Si bien he dicho que no soy muy aficionado a Tolkien, sí hay en su brillante obra un importantísimo personaje que, al igual que a muchos, me atrae considerablemente. Se trata del estrafalario, monstruoso, perturbado y, al tiempo, extrañamente gracioso Gollum.

Como cuentan al principio de la última y tercera película El Retorno del Rey, Gollum es primeramente un hobbit normal y corriente hasta que el anillo cae en sus manos. El poder del objeto lo va absorbiendo y perturbando hasta que queda reducido a un deformado y esquelético engendro que repite sin cesar la famosa expresión "mi tesoooooro" con sus temibles ojos clavados en el anillo, hipnotizados por su sobrenatural poder.

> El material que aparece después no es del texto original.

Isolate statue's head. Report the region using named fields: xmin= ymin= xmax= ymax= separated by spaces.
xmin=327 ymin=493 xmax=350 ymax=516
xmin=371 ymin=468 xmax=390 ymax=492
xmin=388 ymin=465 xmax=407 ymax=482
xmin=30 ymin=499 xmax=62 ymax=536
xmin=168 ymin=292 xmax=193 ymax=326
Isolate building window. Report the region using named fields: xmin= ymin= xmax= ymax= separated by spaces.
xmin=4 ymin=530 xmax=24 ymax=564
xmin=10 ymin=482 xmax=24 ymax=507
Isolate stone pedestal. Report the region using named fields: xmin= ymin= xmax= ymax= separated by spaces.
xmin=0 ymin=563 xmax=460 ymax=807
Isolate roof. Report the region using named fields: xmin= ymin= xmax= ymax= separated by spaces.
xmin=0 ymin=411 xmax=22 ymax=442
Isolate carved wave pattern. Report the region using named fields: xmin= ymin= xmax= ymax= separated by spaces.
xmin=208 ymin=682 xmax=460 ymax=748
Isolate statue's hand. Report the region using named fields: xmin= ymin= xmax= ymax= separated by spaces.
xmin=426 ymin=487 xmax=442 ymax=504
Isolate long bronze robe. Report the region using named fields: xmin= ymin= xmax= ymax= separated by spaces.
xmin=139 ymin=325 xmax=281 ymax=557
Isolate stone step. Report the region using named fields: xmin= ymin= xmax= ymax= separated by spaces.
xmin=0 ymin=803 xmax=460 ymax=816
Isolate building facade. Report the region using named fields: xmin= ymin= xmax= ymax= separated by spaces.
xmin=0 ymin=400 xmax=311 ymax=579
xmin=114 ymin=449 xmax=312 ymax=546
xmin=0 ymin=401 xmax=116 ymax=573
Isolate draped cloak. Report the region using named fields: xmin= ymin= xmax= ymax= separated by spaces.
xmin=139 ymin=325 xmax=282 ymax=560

Cierto día, mientras veía la televisión con la mente totalmente apartada de los libros de Stephen King, pasaron el anuncio de El Retorno del Rey para el cine y sin saber cómo, en el instante en que salía un primer plano de Gollum profiriendo majaderías sobre el anillo, vino a mi cabeza una imagen del libro La Torre Oscura IV: La Bola de Cristal que muchos ya podrán haber adivinado.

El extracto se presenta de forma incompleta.